The people who are annoying are the ones who, upon an invitation to dinner, rattle off a list of "I don't like this and this and this. Oh, and I'm avoiding this and this as well this week." Or the people who show up to a dinner party and complain that there are peppers in the stew or mushrooms in the stroganoff.
Picky eating is a completely different animal than those who have food allergies, intolerances, or religious reasons for not eating something. I will happily accomodate any of those, and if someone is a vegetarian or vegan, I will do my best to make sure there are enough food choices for them, or ask them to bring a contribution. If I know someone is following South Beach, for example, I will do my darndest to try and make my meal diet friendly to them. I know I can't please everyone, but I do make an attempt. I don't mind someone picking an item out of their food, as long as they do so discretely. Don't make a point of showing everyone the pile of discarded peas on your plate. Just leave them there, and maybe next time I will remember to leave the peas out for you.
Manners?
Yes, picky eating is different from vegetariansim.
Vegetarians mostly make a CHOICE not to eat meat (or meat products), and they expect other people to respect that choice. Now, I don't mind accomodating vegetarians or vegans when I cook. In fact it's quite a fun challenge for someone like me, who eats no fruit or veg. But the fact is, as a picky eater, there is a lot of food which I wouldn't be ABLE to tolerate in my mouth, let alone swallow (I would gag and/or vomit), even if my life depended on it.
It's funny how people criticise what they don't understand.
I have struggled my whole life with people thinking my eating is just an annoying self-indulgent choice, and that I have bad manners. Neither is true. I would never complain to a host that I couldn't eat something, but I wouldn't be able to eat it either, even though I wish I could, and I would do my best to try for the sake of good manners. It isn't always possible though.
I commented over at Amy's -
I commented over at Amy's - I'm very impressed with how well she handled the allergy/restriction issue. I think that people with allergies or other food restrictions (like veganism, x gives me migraines, etc) are the ones who *expect* to be trouble, so they go out of their way not to be.

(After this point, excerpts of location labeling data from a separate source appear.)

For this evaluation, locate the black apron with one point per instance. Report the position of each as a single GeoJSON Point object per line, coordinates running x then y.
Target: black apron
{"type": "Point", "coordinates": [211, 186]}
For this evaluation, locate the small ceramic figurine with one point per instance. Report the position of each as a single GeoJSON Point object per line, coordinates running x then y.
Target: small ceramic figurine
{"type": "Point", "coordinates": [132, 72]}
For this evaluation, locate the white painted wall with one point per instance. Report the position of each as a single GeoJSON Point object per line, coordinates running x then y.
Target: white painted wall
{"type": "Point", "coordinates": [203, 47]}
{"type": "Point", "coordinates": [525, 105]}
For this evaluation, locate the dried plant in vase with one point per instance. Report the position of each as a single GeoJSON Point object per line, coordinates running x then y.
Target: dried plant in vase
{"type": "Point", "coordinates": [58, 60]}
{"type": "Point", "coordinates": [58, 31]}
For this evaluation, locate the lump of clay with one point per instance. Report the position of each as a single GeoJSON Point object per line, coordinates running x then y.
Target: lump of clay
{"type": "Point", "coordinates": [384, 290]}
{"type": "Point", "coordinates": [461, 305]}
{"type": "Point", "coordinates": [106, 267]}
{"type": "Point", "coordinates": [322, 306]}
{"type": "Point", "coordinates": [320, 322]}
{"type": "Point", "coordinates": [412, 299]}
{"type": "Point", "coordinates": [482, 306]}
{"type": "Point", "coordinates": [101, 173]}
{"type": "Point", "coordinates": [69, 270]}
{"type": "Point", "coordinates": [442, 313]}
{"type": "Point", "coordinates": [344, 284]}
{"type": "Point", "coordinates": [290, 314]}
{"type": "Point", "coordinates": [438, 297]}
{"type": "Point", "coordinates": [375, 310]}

When we were vegetarian, we ate around the meat. Now that we have major food allergies, we bring our own food or eat at a restaurant we have vetted in advance. My younger brother still won't eat out with me, though - he gets embarassed that I have to talk to the wait staff.
My kids are learning to push food to the side if they don't like something in a casserole (like mushrooms or onions), but I'm not willing to listen to a fuss about it. If you aren't allergic to it (or have sensory issues about it), you eat it here. Thankfully my kids aren't very picky.
Rachel
A Gaggle of Girls
Rachel's Recipe Box
Picky eaters run in my family...
My dad was a chef, and I was his food taster when he whipped up an original. His edict was "Try it once, so if you find out you don't like it, at least you can say you tried it." Unfortunately, it wasn't enforced at home, for my youngest sister refuses to eat anything unless she knows EXACTLY what's in it. And if there's anything "bad" she won't touch it. Which is most of the time.
My father-in-law is a "my way or the highway" and he dictates what my husband's family's eats. For him, it's a power and a control issue. It drives me nuts.
Neither of these two have any food allergies or restrictions.
My 3 year old is also picky. Granted, most toddlers are, but he's also autistic and has sensory issues. He can't tolerate certain textures, flavors, etc. so it's a challenge finding something he WILL eat.